Smart Contracts: The Foundation of Trust The core logic of our project lives in two Solidity smart contracts deployed on the Etherlink testnet:

SwapFactory.sol: This is the entry point for all swaps. Its primary function is to deploy a new instance of our FusionSwapIntentERC20 contract for every new swap request. We used the CREATE2 opcode to pre-calculate the address of the new swap contract, which is a clever way to ensure the frontend and relayer know exactly where to interact even before the transaction is mined.

FusionSwapIntentERC20.sol: This is the heart of the project. It's an atomic swap contract based on a Hashed Timelock Contract (HTLC) model. It's responsible for:

Locking the user's tokens using a cryptographic hashlock.

Setting a timelock to allow the user to reclaim their funds if the swap isn't completed in time.

Verifying the user's off-chain signature using EIP712, which is crucial for the "gasless" part of the Fusion+ model.

The security of the entire system relies on the fact that these smart contracts, running on the EVM of Etherlink, enforce the rules.

Frontend: The User's Command Center Our user interface is a modern Next.js application, using wagmi and viem to interact seamlessly with the blockchain.

Generating the Secret: The user's journey begins with the frontend generating a cryptographic secreto and its corresponding hashlock. The hashlock is immediately sent to the SwapFactory to create the swap, while the secreto is kept securely in the frontend's state, waiting for the right moment.

EIP712 Signing: After the user approves the tokens and creates the swap, the frontend uses wagmi's useSignTypedData hook to prompt the user to sign an off-chain message. This message contains all the swap details and is the key that authorizes our relayer to act.

Coordinating the Swap: The frontend's role is to guide the user and, once the signature is obtained, it calls our Relayer API, passing along all the critical information, including the user's signature and the secreto.

The Relayer: The Cross-Chain Maestro The relayer is the service that ties both blockchains together. For this hackathon, we built it as a Next.js API route, which was a pragmatic decision given the time constraints.

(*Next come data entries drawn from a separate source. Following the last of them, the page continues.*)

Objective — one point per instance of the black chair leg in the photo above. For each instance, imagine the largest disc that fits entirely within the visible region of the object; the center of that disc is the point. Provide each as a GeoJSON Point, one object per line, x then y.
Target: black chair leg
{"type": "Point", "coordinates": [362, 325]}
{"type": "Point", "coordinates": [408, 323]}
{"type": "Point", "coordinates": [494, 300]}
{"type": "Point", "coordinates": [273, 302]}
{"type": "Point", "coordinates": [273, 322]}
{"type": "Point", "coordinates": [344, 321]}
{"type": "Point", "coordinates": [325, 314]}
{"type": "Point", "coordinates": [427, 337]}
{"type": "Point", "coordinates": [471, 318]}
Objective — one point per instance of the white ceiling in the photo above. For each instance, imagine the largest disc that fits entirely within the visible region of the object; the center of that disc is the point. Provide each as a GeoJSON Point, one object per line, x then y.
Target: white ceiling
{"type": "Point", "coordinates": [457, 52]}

The Hacky Part: A traditional relayer is a service that constantly listens for events on a blockchain. However, our relayer is an API endpoint that only activates when the frontend sends a POST request. This approach is "hacky" but perfectly suitable for a demo, as it allows us to showcase the entire process without the overhead of running a dedicated server.

The Workflow:

The relayer API receives the user's signature, the secreto, and other swap details from the frontend.

It uses a viem client to connect to Optimism and a viem client for Etherlink.

It first pays a small amount of gas on Optimism to transfer the tokens to the user.

Once that transaction is successful, it uses the secreto to call revealSecret and executeSwap on the Etherlink contract, finalizing the swap.

How We Leveraged Partner Technologies Our project would not have been possible without these key technologies:

Etherlink: Provided us with a fast, low-cost EVM Layer 2 to deploy our core smart contracts. The compatibility with standard Ethereum tooling allowed us to build the project quickly using familiar libraries like viem and wagmi.

1inch Fusion+: This architecture served as our primary inspiration. By implementing a system with a relayer, off-chain signing, and atomic swap logic, we replicated the core principles of Fusion+ to deliver a "gasless" and secure cross-chain experience.